Introduction

Color plays a crucial role in film, impacting visual storytelling, atmosphere, tone, branding, and context. It can evoke emotions, set the mood, and emphasize the message’s theme. Therefore, mastering color is vital for filmmakers. Films can become memorable through the emotions they evoke and the symbols they express based on their color choices.

While shot detection in films is relatively straightforward using image classification models, scene detection, which involves identifying a collection of shots or frames, is more challenging. Existing models struggle with this task. An algorithm called ShotCol is one attempt at scene boundary detection, but it falls short when frames overlap between scenes.

In this study, we explore a novel approach to scene detection in films using chromatic analysis. Our focus is on two main tasks: creating a method to identify the time frame of specific frames in a film based on their average RGB values and determining the movie from which a frame originates. This research has practical applications in video search and retrieval.

image Figure 1: Suppose given a clip/video as a query, we try to identify the film it originates from and the timeslot.

This research was inspired by Tommaso Buonocore’s work, adding machine learning and genomic data science capabilities. You can find more information in his write-up, Part 1 and Part 2. We initially attempted to use Buonocore’s R package, chromaR, and its movie database but encountered issues with dependencies. Therefore, we approached Part 1 with some modifications.

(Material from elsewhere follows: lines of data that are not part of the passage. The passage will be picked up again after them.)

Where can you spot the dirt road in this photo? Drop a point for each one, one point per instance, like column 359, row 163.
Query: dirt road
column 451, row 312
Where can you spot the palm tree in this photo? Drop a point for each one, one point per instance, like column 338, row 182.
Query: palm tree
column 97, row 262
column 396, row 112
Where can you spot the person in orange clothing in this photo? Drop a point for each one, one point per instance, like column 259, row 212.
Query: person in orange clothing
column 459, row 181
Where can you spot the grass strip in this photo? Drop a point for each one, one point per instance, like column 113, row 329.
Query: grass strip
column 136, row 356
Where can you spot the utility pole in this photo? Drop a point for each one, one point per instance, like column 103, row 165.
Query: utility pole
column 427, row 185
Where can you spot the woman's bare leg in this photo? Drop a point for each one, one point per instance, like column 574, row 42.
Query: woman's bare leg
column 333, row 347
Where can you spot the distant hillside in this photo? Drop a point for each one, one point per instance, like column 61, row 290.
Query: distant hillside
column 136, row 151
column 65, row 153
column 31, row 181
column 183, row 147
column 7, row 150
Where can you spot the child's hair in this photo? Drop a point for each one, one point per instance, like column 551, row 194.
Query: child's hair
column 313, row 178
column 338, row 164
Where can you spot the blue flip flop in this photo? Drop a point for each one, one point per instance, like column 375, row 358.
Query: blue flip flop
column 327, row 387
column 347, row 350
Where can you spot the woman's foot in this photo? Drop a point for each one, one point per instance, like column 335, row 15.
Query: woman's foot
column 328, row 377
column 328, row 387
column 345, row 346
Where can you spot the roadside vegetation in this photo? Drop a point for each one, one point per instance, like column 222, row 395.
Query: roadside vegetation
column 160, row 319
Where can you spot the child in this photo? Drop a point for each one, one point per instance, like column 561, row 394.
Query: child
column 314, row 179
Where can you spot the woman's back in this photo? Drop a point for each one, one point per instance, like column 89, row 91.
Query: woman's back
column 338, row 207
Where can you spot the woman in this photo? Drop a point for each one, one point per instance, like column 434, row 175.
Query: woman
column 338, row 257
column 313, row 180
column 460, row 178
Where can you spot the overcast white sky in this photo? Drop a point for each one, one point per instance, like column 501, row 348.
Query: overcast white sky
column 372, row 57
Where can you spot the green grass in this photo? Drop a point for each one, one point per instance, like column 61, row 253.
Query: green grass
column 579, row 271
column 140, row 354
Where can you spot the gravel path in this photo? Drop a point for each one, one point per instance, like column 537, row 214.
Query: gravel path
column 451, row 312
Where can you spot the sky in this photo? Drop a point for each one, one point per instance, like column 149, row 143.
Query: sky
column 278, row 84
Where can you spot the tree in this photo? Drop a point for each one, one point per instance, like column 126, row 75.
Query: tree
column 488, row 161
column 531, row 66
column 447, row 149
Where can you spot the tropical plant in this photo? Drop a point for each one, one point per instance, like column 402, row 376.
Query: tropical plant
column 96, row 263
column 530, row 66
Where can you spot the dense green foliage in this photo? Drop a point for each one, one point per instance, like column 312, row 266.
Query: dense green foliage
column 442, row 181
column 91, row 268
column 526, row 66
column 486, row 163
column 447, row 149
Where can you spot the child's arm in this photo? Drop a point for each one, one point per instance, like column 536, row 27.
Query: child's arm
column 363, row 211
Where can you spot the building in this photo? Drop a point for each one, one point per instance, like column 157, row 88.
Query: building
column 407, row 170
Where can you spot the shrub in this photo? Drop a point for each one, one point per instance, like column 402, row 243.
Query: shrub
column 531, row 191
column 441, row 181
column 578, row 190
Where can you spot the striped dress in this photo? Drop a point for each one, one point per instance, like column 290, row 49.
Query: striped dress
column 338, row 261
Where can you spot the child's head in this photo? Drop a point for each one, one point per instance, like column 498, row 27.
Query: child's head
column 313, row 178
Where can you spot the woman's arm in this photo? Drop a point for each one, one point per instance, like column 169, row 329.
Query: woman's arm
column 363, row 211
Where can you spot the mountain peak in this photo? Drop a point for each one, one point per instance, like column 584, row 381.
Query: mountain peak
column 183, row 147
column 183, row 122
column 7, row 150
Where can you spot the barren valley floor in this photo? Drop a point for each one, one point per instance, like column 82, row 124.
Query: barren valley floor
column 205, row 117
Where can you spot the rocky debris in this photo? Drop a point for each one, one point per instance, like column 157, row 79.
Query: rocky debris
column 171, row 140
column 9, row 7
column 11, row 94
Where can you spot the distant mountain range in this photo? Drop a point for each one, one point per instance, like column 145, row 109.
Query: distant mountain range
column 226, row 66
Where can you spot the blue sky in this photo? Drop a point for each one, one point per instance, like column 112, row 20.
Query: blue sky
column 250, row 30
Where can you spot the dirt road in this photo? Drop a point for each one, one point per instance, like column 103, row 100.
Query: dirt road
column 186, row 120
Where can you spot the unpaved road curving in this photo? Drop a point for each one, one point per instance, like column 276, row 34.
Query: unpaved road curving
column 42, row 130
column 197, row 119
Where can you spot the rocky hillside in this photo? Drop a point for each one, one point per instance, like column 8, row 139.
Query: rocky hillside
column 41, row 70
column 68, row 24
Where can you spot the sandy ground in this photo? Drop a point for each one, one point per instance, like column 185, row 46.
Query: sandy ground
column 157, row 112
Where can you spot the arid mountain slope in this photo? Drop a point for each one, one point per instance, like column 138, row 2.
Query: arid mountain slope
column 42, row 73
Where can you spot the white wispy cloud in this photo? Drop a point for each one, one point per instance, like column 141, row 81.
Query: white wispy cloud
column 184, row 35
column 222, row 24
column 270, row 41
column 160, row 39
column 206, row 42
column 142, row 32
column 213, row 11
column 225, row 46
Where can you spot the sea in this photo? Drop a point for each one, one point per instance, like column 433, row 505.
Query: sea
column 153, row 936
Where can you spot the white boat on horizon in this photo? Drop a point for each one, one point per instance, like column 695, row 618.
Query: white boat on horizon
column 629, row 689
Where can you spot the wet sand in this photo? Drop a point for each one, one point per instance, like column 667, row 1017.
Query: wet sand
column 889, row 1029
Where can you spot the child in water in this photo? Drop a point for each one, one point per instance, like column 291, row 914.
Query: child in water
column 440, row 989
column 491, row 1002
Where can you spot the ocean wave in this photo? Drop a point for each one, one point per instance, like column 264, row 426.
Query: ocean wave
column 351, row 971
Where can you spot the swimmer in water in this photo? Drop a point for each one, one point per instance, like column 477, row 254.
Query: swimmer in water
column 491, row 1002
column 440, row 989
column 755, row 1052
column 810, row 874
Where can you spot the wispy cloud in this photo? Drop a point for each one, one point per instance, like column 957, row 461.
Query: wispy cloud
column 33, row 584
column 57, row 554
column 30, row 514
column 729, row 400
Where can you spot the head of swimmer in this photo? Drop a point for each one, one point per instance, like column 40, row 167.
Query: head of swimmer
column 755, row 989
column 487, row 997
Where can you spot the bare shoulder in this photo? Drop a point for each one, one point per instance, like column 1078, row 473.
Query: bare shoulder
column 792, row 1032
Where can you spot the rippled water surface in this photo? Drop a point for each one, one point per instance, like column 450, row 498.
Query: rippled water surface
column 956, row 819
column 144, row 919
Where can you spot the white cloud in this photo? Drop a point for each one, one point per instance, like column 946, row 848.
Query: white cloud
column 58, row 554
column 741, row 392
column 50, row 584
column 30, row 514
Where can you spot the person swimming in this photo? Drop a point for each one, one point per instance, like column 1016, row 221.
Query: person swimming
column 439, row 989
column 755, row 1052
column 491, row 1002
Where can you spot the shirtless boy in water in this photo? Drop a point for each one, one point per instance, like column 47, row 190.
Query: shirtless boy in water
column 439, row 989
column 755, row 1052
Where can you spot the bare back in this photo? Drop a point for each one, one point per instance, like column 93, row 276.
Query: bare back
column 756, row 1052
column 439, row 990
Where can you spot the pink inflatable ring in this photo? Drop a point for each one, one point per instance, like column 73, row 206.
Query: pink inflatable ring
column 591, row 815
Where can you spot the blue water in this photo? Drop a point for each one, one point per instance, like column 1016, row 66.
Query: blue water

While pattern-matching tools like grep or regex are typically used for such tasks, our project prioritized closeness over exactness.Pattern matching tools like regex focus on exact matches, whereas in sequence alignment, a scoring matrix assesses closeness by considering matches, mismatches, and gaps. This approach allows for the inclusion of noise during data extraction and transformation, which aligns with the project’s objectives.

Extraction

The data, consisting of RGB values, were extracted from all the frames from a video/film. As the video/film gets longer, so does the amount of frames required to be extracted. For example, a video at 24 frames per second (fps) with a length of one hour will contain 86,4000 frame layers. Hence, the reason videos/films take considerable storage. Next, as each frame contains three arrays of RGB for each pixel (subpixels), the average was calculated to represent the whole frame as shown in Figure (2). The method used Tommaso Buonocore code for extraction:

image Figure 2: A sample clip consists of multiple frames. For each frame, the RGB arrays are averaged, creating 3 columns of values required for our project.

Transformation

After extracting RGB values for each frame from the source, we applied a transformation to reduce the number of rows, as many frames are redundant or nearly identical. Figure 3 (C) illustrates that frame variability is generally low between neighboring frames unless there’s a significant change in the setting or scenes. To simplify the process, we assumed a constant frame rate of 25 fps, which is typical for films. By multiplying this frame rate by a predefined capture rate (e.g., 5 seconds), we determined the number of frames to be averaged. For instance, in a video with 851 frames, setting a 5-second capture rate at 25 fps would result in 125 consecutive frames being averaged together, as shown in Figure 3 (B). Even with this 5-second capture rate, Figure 3 (C) demonstrates that the frame variations remain relatively consistent.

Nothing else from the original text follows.